In Edinburgh, 45 per cent of the population over 16 was recorded as single, with the figure dropping slightly in Dundee and Aberdeen to 43 per cent.
West Dunbartonshire and Inverclyde had the next highest rates of singles in Scotland, at 37 per cent and 36 per cent respectively.
On average, 35 per cent of the Scottish population is single or never bound their relationship in law.
In 2011, 300,000 more Scots fell into this category when compared to 10 years earlier - a rise of five per cent.
The lowest rates of single living recorded by Scotland’s Census were found in Aberdeenshire and the Scottish Borders, both at 27 per cent.
Professor Robert Wright, of the department of economics at Strathclyde University, said single people were more likely to be found in cities as “single people work more.”
He said: “If you are married, you have a lower probability of working.
“More single people will be in the city because that is where the work is.”
He said that being single was a “continued trend” and that single people were often not “lonely” due to living with partners and cohabiting with others.
Professor Wright added: “If you are single you have to work and you’ll probably work in the city as that is where the jobs are.
“You get more married people in rural areas as it is less central to be able to work if you are in a relationship with someone else. That was the traditional model.”
He added that marriage rates were lower amongst lower socio-economic groups.
Meanwhile, a second map shows that Aberdeenshire has the highest rate of couples who have wed or in a same sex civil partnerships, at 56 per cent.
The figures, drawn from the data issued following the 2011 Census, will not include same sex marriages, which did not become law until December 2014.
East Dunbartonshire and East Renfrewshire, had the second highest marriage of civil partnership rate, both at 55 per cent.
This was followed by Borders and Moray at 52 per cent.
Whilst still the most common status, the proportion of adults in Scotland who are married decreased by five percentage points since 2001 to 45 per cent.
Glasgow had the lowest rate of marriage or same sex civil partnership at 31 per cent, followed by Dundee at 36 per cent.
Dundee was also amongst the places with the highest divorce rate at nine per cent, with that rate also recorded in West Dunbartonshire, Inverclyde, North Ayrshire, Fife and Clackmannanshire.
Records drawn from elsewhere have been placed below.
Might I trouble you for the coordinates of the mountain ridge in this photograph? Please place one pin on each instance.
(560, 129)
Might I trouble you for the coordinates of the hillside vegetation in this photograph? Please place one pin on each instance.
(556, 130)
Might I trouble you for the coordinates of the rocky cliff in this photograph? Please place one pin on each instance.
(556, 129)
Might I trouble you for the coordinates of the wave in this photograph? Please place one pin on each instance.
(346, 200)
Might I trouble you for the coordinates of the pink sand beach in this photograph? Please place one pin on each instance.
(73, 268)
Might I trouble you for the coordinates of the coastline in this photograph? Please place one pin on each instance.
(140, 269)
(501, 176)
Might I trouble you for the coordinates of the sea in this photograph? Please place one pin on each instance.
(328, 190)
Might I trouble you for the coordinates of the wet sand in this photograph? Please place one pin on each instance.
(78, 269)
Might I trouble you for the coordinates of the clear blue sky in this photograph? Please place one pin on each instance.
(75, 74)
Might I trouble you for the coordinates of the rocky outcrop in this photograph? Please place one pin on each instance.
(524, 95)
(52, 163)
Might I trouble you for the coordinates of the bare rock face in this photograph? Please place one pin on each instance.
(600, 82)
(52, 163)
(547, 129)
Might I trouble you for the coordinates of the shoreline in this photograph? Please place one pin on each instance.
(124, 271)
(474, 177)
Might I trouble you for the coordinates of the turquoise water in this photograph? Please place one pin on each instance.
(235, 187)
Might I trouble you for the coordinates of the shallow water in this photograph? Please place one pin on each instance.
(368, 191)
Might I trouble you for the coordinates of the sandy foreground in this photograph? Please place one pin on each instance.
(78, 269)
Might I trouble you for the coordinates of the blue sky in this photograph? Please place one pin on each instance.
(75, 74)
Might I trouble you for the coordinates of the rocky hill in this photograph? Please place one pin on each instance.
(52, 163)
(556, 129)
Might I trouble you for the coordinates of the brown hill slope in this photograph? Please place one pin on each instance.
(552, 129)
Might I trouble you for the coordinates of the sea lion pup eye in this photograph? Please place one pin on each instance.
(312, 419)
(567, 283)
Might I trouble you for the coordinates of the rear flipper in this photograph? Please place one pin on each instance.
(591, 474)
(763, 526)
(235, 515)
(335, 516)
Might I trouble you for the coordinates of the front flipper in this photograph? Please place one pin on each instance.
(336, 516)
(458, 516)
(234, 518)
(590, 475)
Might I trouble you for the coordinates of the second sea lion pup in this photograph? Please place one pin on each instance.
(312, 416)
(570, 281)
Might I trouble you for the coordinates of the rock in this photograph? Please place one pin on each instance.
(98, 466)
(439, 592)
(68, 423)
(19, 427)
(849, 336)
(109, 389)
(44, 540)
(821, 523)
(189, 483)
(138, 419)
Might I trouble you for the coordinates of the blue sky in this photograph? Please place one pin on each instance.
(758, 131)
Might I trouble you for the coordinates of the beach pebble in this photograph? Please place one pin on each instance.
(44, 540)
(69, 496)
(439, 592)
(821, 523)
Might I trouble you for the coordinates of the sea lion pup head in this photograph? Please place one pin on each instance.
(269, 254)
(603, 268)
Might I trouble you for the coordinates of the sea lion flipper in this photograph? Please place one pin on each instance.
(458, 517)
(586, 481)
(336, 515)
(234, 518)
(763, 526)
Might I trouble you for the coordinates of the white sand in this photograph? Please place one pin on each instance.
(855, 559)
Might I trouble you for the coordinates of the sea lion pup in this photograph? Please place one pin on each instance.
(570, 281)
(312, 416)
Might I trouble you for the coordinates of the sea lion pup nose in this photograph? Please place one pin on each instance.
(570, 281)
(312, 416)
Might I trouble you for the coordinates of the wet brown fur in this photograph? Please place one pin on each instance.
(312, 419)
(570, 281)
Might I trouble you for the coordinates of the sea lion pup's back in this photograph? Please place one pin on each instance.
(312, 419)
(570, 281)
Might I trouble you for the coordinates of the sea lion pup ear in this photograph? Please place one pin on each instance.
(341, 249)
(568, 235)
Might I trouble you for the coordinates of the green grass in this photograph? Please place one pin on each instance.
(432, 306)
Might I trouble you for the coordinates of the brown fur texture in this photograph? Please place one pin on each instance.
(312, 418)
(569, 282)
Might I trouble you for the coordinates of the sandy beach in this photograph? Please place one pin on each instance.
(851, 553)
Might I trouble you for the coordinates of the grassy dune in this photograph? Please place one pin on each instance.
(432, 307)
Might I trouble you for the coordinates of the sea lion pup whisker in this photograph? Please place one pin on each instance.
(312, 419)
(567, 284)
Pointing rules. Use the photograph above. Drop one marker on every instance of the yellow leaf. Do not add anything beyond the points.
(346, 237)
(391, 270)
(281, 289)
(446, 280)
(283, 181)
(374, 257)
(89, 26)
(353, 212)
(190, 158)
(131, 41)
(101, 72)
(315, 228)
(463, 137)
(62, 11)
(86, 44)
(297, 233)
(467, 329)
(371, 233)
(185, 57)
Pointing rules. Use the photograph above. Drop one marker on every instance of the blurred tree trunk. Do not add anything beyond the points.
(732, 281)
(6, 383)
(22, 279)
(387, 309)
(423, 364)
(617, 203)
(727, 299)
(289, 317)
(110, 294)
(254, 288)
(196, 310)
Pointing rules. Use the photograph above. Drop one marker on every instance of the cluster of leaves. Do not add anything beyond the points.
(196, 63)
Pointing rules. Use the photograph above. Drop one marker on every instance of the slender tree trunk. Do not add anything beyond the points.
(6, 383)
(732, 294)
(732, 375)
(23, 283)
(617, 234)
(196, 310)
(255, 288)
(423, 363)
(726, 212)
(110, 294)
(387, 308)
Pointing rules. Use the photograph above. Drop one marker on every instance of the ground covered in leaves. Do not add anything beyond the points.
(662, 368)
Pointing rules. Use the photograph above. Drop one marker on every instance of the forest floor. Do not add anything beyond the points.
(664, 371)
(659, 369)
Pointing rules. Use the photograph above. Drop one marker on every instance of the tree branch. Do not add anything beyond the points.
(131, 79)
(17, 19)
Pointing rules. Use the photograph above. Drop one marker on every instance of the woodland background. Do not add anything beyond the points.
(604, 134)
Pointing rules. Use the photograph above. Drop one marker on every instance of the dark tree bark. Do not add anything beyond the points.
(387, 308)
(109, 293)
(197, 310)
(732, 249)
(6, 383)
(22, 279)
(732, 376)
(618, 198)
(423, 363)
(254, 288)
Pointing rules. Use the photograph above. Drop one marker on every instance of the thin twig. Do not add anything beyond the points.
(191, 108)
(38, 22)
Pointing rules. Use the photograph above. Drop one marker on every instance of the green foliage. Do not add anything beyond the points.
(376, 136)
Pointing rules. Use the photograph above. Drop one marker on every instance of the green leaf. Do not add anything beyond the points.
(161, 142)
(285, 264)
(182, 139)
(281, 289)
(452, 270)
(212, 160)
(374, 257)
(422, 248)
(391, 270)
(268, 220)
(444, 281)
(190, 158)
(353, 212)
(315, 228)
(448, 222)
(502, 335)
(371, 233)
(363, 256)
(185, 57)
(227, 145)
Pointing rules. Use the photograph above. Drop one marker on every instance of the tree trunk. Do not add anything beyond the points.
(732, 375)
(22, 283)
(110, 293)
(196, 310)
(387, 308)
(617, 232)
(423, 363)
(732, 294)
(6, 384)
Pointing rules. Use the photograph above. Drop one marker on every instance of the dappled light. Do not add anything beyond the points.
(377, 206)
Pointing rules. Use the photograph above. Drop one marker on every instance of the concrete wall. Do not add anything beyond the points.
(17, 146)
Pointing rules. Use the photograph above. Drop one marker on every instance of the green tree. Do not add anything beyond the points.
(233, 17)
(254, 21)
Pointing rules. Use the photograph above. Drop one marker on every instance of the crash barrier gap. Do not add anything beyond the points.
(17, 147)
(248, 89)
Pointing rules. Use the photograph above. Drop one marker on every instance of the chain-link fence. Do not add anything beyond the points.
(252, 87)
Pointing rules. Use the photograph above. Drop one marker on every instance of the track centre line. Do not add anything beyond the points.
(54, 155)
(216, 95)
The lowest divorce rates were recorded in East Dunbartonshire , East Renfrewshire and Eilan Sar, where six per cent of the population recorded the legal break up of their marriage.
On average, eight per cent of the Scottish population is divorced.
A detailed breakdown of the age of those who are single and are married gives further insight into how Scots are living and who they are living with.
In 2011, most (98 per cent) people aged 16 to 24 in Scotland were single.
For those aged 25 to 29, the single rate fell slightly to 78% and dropped again to 54% for those aged between 30 and 34 age group.
By the time Scots entered their mid thirties, just over a quarter considered themselves single or never married.
Marital status was recorded separately to living arrangements in the 2011 with the results again offering further insight.